In the United States, the number of people seeking weight loss surgery has increased rapidly over the last several years. In 2007, about 205,000 people underwent bariatric surgery, up from 171,000 in 2005. There are not specific statistics for adolescents, but due to the increase in childhood obesity, the number of surgeries being performed on teens has also increased.

Although an effective tool for weight loss, a team of experts from the US and the UK say that bariatric (weight loss) surgery should only be performed on severely obese children in the highest five percent of BMI and only after proving unsuccessful weight loss with non-invasive methods.

To date, no controlled trials have addressed the long-term safety of bariatric surgery in adolescents. “The risks of bariatric surgery are substantial, and long-term safety and effectiveness in children remain largely unknown,” write the authors of the study.

Weight loss surgery is associated with malabsorption of nutrients that could be detrimental to growing teens. Calcium, for example, is crucial during this time period of building peak bone mass and interruption of calcium absorption could lead to earlier onset of osteoporosis.

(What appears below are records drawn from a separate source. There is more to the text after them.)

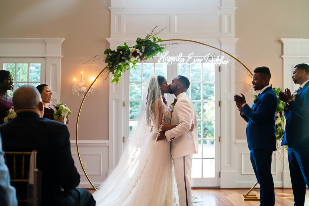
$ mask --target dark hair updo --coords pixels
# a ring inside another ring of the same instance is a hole
[[[10,74],[8,71],[0,70],[0,84],[2,84],[3,80],[7,78],[7,76]]]
[[[48,86],[47,84],[40,84],[38,86],[36,86],[36,88],[38,89],[39,90],[39,92],[40,93],[40,94],[42,93],[42,92],[43,91],[43,89],[46,86]]]

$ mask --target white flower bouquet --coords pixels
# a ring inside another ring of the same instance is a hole
[[[55,112],[53,115],[54,118],[64,118],[66,116],[71,115],[72,112],[66,106],[66,104],[64,104],[62,102],[57,104],[55,106]]]
[[[16,117],[16,116],[17,115],[16,115],[16,112],[14,111],[14,107],[12,107],[9,110],[7,116],[4,117],[3,121],[4,122],[7,122],[9,120]]]

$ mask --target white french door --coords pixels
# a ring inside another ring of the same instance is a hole
[[[190,81],[187,94],[195,109],[198,130],[199,150],[198,154],[193,155],[192,186],[219,186],[220,78],[218,67],[210,64],[175,64],[171,66],[156,62],[156,60],[150,60],[146,63],[138,63],[136,69],[126,71],[124,74],[125,143],[131,131],[137,125],[139,102],[148,77],[151,75],[162,75],[169,84],[174,77],[185,76]],[[169,105],[175,97],[170,94],[166,95]]]

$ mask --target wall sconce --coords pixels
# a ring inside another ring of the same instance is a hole
[[[88,85],[85,84],[85,80],[83,79],[83,71],[82,71],[81,74],[81,79],[78,82],[78,86],[75,86],[75,78],[74,78],[73,86],[72,87],[72,91],[73,92],[73,94],[76,93],[79,96],[80,94],[83,97],[84,95],[84,94],[86,93],[88,89]],[[91,83],[92,83],[93,82],[93,79],[91,81]],[[89,90],[89,92],[88,92],[88,95],[89,95],[89,93],[91,95],[93,95],[95,91],[95,87],[92,86]]]

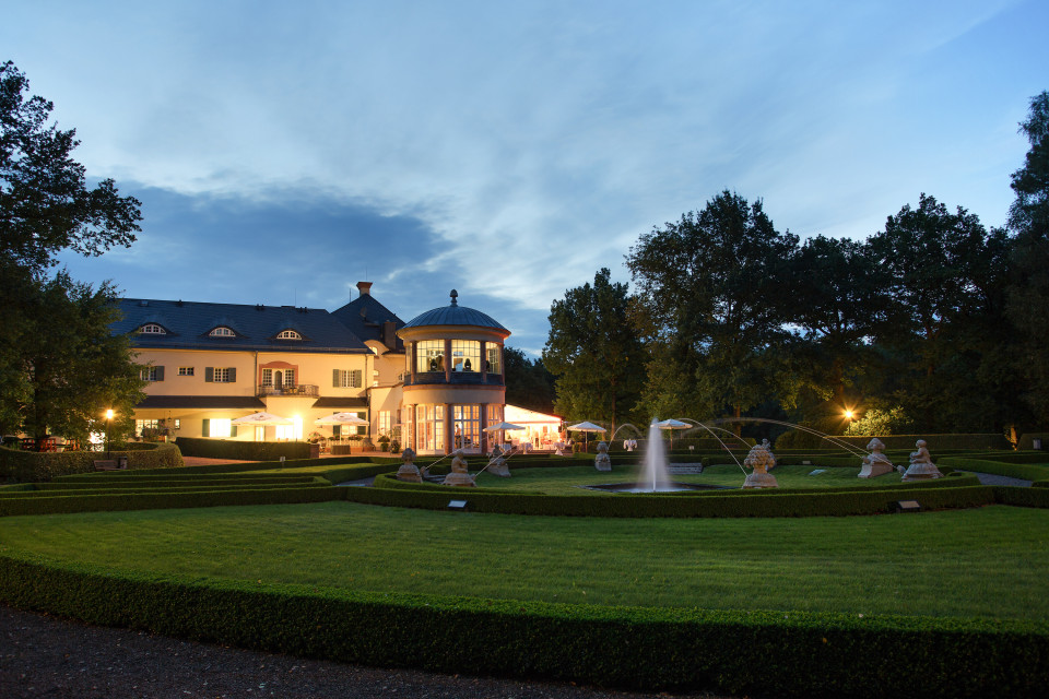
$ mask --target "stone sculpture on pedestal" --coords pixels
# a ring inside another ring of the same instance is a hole
[[[506,465],[506,459],[503,458],[503,450],[498,445],[492,449],[492,460],[488,462],[488,473],[503,478],[510,477],[510,467]]]
[[[467,460],[462,458],[462,449],[451,452],[451,473],[445,476],[441,485],[458,485],[464,488],[476,486],[467,471]]]
[[[401,452],[401,467],[397,470],[397,479],[409,483],[422,483],[423,476],[415,465],[415,450],[409,447]]]
[[[751,447],[751,451],[743,461],[744,466],[754,469],[743,482],[744,488],[778,488],[776,476],[768,472],[776,465],[776,457],[768,448],[768,440],[763,440],[761,445]]]
[[[930,478],[942,478],[943,474],[932,463],[932,457],[926,449],[926,440],[919,439],[915,445],[918,451],[910,453],[910,467],[904,473],[903,481],[928,481]]]
[[[593,467],[598,471],[612,471],[612,460],[609,459],[609,446],[606,443],[598,443],[598,457],[593,460]]]
[[[863,465],[858,477],[874,478],[896,470],[888,457],[882,453],[885,443],[881,439],[875,437],[867,445],[867,448],[871,450],[871,453],[863,457]]]

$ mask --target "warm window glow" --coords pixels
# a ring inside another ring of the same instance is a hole
[[[211,418],[211,436],[212,437],[228,437],[232,431],[233,431],[233,423],[229,418],[226,418],[226,417]]]

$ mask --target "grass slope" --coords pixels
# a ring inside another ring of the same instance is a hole
[[[85,545],[90,542],[90,545]],[[598,520],[346,502],[13,517],[0,550],[190,579],[703,608],[1049,617],[1049,511]]]

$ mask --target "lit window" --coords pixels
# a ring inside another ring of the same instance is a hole
[[[364,376],[361,369],[335,369],[334,388],[337,389],[358,389],[364,383]]]
[[[415,343],[416,371],[445,370],[445,341],[423,340]]]
[[[228,437],[233,433],[233,423],[228,418],[211,418],[211,437]]]
[[[451,370],[480,371],[481,343],[475,340],[452,340]]]

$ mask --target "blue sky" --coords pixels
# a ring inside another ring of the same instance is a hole
[[[539,353],[551,303],[722,189],[865,238],[921,192],[1002,225],[1049,3],[15,3],[0,60],[143,203],[63,257],[129,296],[334,309],[374,282]]]

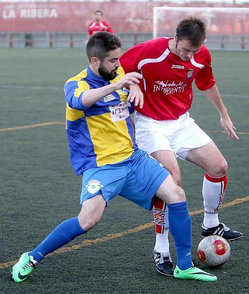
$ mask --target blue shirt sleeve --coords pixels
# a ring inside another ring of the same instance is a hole
[[[76,90],[78,89],[77,81],[71,81],[67,82],[64,87],[66,101],[72,108],[77,110],[87,109],[90,106],[86,107],[83,105],[82,97],[83,93],[88,89],[80,89],[81,92],[79,96],[78,96],[79,91],[78,91],[77,95],[75,94]]]

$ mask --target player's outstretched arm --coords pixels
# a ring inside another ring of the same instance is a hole
[[[232,138],[238,139],[239,137],[235,132],[236,128],[227,113],[227,108],[225,107],[216,85],[214,85],[204,92],[220,113],[221,125],[227,133],[228,139],[230,140]]]
[[[143,94],[138,85],[135,84],[130,87],[130,92],[127,100],[130,102],[134,102],[135,106],[139,108],[143,106]]]
[[[131,72],[124,75],[115,83],[96,89],[86,90],[83,93],[81,98],[83,105],[86,107],[90,106],[116,90],[138,84],[141,78],[141,74]]]

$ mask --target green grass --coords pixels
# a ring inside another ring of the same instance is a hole
[[[237,131],[238,141],[222,133],[208,132],[228,161],[225,203],[247,196],[248,181],[249,53],[212,52],[217,85]],[[0,128],[65,121],[63,86],[87,65],[81,49],[0,49]],[[195,90],[191,110],[204,130],[222,131],[219,116],[204,96]],[[59,223],[78,213],[80,177],[71,166],[64,126],[51,125],[0,132],[0,267],[17,259],[38,245]],[[203,208],[204,172],[179,162],[182,186],[190,211]],[[220,220],[244,233],[248,228],[248,202],[221,210]],[[84,240],[103,238],[150,223],[152,214],[121,197],[106,210],[101,222]],[[201,238],[202,215],[192,217],[193,247]],[[171,248],[175,260],[174,245]],[[210,271],[216,283],[183,281],[160,275],[151,252],[153,228],[48,256],[21,284],[9,279],[11,267],[0,268],[0,293],[248,293],[248,237],[231,243],[229,261]],[[205,269],[205,267],[203,267]]]

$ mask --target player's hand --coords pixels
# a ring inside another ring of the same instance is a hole
[[[228,140],[231,140],[232,138],[235,138],[237,140],[239,139],[239,137],[235,132],[236,128],[233,125],[228,114],[221,117],[221,125],[224,129],[225,132],[227,133]]]
[[[124,87],[130,88],[131,86],[139,83],[141,78],[142,75],[138,72],[134,72],[127,73],[117,82],[117,89],[122,89]]]
[[[130,87],[130,92],[127,100],[131,103],[134,102],[135,106],[139,108],[143,106],[143,94],[138,85],[134,85]]]

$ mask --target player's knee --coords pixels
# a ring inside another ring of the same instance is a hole
[[[94,217],[91,217],[90,219],[83,219],[78,217],[78,219],[80,226],[85,231],[88,231],[94,228],[99,222],[99,220]]]
[[[178,186],[181,185],[181,175],[179,173],[176,173],[174,174],[172,174],[173,178],[174,178],[174,180],[176,181],[176,184]]]
[[[184,190],[181,188],[180,187],[178,187],[178,198],[179,198],[179,202],[183,202],[186,201],[186,196],[185,195],[185,192]]]
[[[223,160],[219,161],[219,164],[216,166],[216,170],[215,175],[221,176],[227,173],[228,164],[225,158]]]

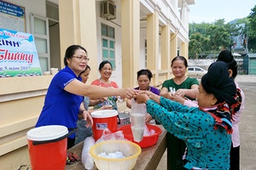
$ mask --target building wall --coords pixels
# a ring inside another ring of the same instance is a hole
[[[6,2],[13,3],[17,5],[20,5],[26,8],[26,32],[30,33],[30,13],[34,13],[38,15],[46,17],[46,1],[45,0],[5,0]],[[84,0],[73,0],[74,2],[82,2]],[[101,49],[101,23],[107,24],[110,26],[115,28],[115,37],[116,37],[116,65],[117,68],[113,71],[113,76],[111,80],[115,81],[119,87],[124,86],[124,78],[126,78],[126,75],[129,77],[137,77],[136,72],[131,72],[131,68],[126,68],[122,65],[122,60],[126,56],[122,56],[122,26],[121,26],[121,14],[120,3],[122,1],[114,1],[117,5],[117,19],[114,20],[106,20],[100,16],[100,3],[101,1],[96,1],[96,53],[90,53],[91,47],[88,45],[86,49],[89,52],[89,56],[90,58],[90,65],[92,66],[91,76],[89,79],[89,83],[96,78],[99,77],[97,65],[102,61],[102,49]],[[52,2],[52,1],[51,1]],[[170,33],[175,35],[177,42],[178,43],[177,48],[181,47],[182,43],[188,43],[188,30],[186,26],[188,23],[182,23],[179,19],[179,12],[177,9],[178,0],[172,1],[140,1],[140,12],[142,14],[152,14],[158,13],[159,20],[157,23],[160,24],[160,32],[161,26],[169,26]],[[173,4],[172,4],[173,3]],[[83,10],[87,10],[90,7],[83,7]],[[76,10],[79,10],[76,8]],[[77,11],[74,11],[75,13]],[[79,16],[82,18],[82,16]],[[88,26],[91,21],[88,19],[84,20],[83,26]],[[67,23],[68,24],[68,23]],[[146,25],[147,26],[147,25]],[[143,23],[140,22],[140,26],[143,27]],[[75,27],[75,26],[74,26]],[[82,27],[83,28],[83,27]],[[62,29],[62,28],[60,28]],[[151,28],[150,28],[151,29]],[[63,31],[63,30],[62,30]],[[147,29],[139,29],[133,31],[139,31],[139,53],[133,54],[135,59],[133,65],[139,62],[139,69],[146,68],[145,66],[145,40],[148,38],[147,35]],[[67,32],[66,32],[67,33]],[[70,32],[73,33],[73,32]],[[77,32],[75,35],[79,35],[80,32]],[[160,39],[161,35],[159,35],[159,39]],[[171,35],[170,35],[171,37]],[[61,37],[61,48],[67,48],[64,47],[65,44],[72,43],[73,41],[63,42]],[[77,37],[75,37],[77,38]],[[74,39],[75,39],[74,38]],[[79,37],[83,42],[84,37]],[[86,38],[85,38],[86,39]],[[90,41],[90,40],[89,40]],[[175,40],[176,41],[176,40]],[[90,43],[87,42],[86,43]],[[64,45],[63,45],[64,44]],[[151,44],[152,45],[152,44]],[[155,78],[152,84],[157,84],[159,82],[165,81],[171,72],[169,69],[161,71],[161,44],[160,41],[156,42],[154,46],[160,49],[157,54],[155,54],[155,61],[157,61],[157,65],[155,70],[153,70],[153,73]],[[154,46],[153,46],[154,47]],[[171,50],[177,50],[177,46]],[[184,46],[186,47],[186,46]],[[154,47],[155,48],[155,47]],[[181,47],[182,48],[182,47]],[[186,48],[183,49],[186,51]],[[61,51],[63,53],[63,51]],[[176,53],[172,53],[176,54]],[[63,65],[63,60],[61,55],[59,56],[59,65]],[[171,55],[168,57],[172,57]],[[57,62],[57,61],[55,61]],[[170,65],[168,68],[170,68]],[[125,68],[125,69],[124,69]],[[122,77],[122,72],[125,72],[125,77]],[[161,76],[163,75],[163,76]],[[27,141],[26,141],[26,132],[32,128],[38,120],[38,115],[42,110],[44,96],[47,92],[49,84],[52,79],[53,76],[30,76],[30,77],[12,77],[12,78],[3,78],[0,79],[0,162],[1,169],[18,169],[20,165],[29,164],[29,156],[27,150]],[[137,86],[137,82],[132,84],[134,87]],[[7,163],[2,163],[7,162]]]

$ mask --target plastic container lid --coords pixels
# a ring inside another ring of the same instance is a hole
[[[33,141],[51,140],[68,133],[67,127],[61,125],[49,125],[32,128],[26,133],[27,139]]]
[[[102,110],[91,112],[93,118],[108,118],[117,116],[119,113],[115,110]]]

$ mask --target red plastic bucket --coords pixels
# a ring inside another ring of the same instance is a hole
[[[123,131],[124,136],[126,139],[137,144],[142,148],[147,148],[155,144],[158,141],[159,135],[162,133],[162,130],[154,125],[147,124],[148,130],[154,130],[155,133],[151,136],[143,136],[143,139],[140,142],[134,141],[131,125],[125,125],[121,127],[119,130]]]
[[[93,119],[92,133],[96,141],[102,135],[102,131],[108,128],[111,132],[118,130],[118,111],[115,110],[102,110],[91,112]]]
[[[68,130],[64,126],[35,128],[26,133],[32,169],[64,170]]]

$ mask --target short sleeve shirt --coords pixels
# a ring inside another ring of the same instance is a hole
[[[188,78],[183,82],[181,84],[177,84],[175,83],[175,82],[173,81],[173,79],[169,79],[169,80],[166,80],[162,85],[162,88],[166,88],[168,89],[168,92],[170,92],[170,88],[175,88],[176,90],[180,89],[180,88],[185,88],[185,89],[190,89],[191,86],[196,84],[199,85],[198,81],[196,80],[196,78],[192,78],[190,76],[188,76]],[[194,100],[195,99],[191,99],[188,96],[185,96],[189,99]]]
[[[148,99],[146,105],[153,118],[169,133],[185,141],[186,168],[229,169],[231,136],[223,128],[214,129],[215,120],[212,115],[163,97],[160,97],[160,105]]]
[[[61,70],[53,77],[36,127],[47,125],[62,125],[67,128],[77,127],[76,122],[84,97],[64,90],[69,82],[76,79],[81,81],[81,77],[76,76],[68,66]]]

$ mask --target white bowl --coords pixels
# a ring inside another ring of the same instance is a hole
[[[98,156],[102,152],[108,154],[116,151],[123,153],[125,158]],[[131,170],[142,149],[138,144],[127,140],[109,140],[96,144],[90,148],[90,153],[99,170]]]

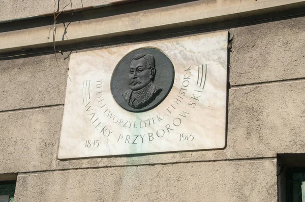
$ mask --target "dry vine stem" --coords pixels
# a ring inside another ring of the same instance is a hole
[[[59,1],[58,1],[58,8],[59,8]],[[53,13],[53,17],[54,17],[54,28],[53,28],[53,47],[54,47],[54,53],[55,54],[55,59],[56,60],[56,63],[57,63],[57,65],[58,65],[58,63],[57,62],[57,57],[56,56],[56,48],[55,47],[55,36],[56,36],[56,19],[57,18],[57,17],[58,17],[58,16],[63,12],[63,11],[64,11],[64,9],[65,9],[66,8],[66,7],[67,7],[67,6],[68,6],[71,3],[71,1],[70,1],[70,2],[67,5],[66,5],[65,6],[65,7],[64,7],[63,8],[63,10],[62,10],[62,11],[60,11],[58,14],[56,14],[56,13],[58,12],[58,10],[57,11],[55,11],[55,8],[56,8],[56,2],[55,0],[54,0],[54,13]]]

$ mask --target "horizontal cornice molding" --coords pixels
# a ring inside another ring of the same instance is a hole
[[[194,1],[98,18],[68,21],[65,24],[58,23],[55,42],[56,46],[66,45],[126,34],[139,34],[241,18],[304,5],[303,0]],[[53,28],[54,25],[49,25],[0,33],[0,53],[53,46]]]

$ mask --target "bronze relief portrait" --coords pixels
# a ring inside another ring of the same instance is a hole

The data review, published in The Lancet and led by Susal J. Woolford MD MPH, medical director of the Pediatric Comprehensive Weight Management Center at the University of Michigan, included statistics from Australia, Brazil, Canada, Chile, Finland, France, Germany, Greece, Japan, Britain, and the United States. She concluded that weight loss surgery should be limited to children who have a body mass index over 50. If there are substantial risk factors involved, such as poorly controlled diabetes or obstructive sleep apnea, a lower BMI of 40 could be considered. Before undergoing surgery, most physicians recommend an extended pre-surgical period of monitored treatment lasting at least 12 months.

Although the laparoscopic adjustable gastric band (LAGB) is less invasive, a major obstacle to its use in adolescents is the dramatic changes that the teen must make to his or her lifestyle in order to be successful. For many doctors, this raises the question of whether or not teens have the maturity to understand this and cope with the regimen restrictions.

The researchers also recommend a “very conservative approach when considering drug therapy” in obese children and adolescents. A comprehensive, multi-disciplinary team effort focusing on diet, exercise, and behavioral management should be used prior to the initiation of pharmacotherapy.

“In keeping with recommendations from the American Academy of Pediatrics for the treatment of obesity in adolescents, after primary care efforts to lose weight have failed to achieve sufficient weight loss, patients should be referred for multidisciplinary care,” Dr. Woolford said. “In this setting, bariatric surgery can also be considered if intensive behavioral interventions are not effective.”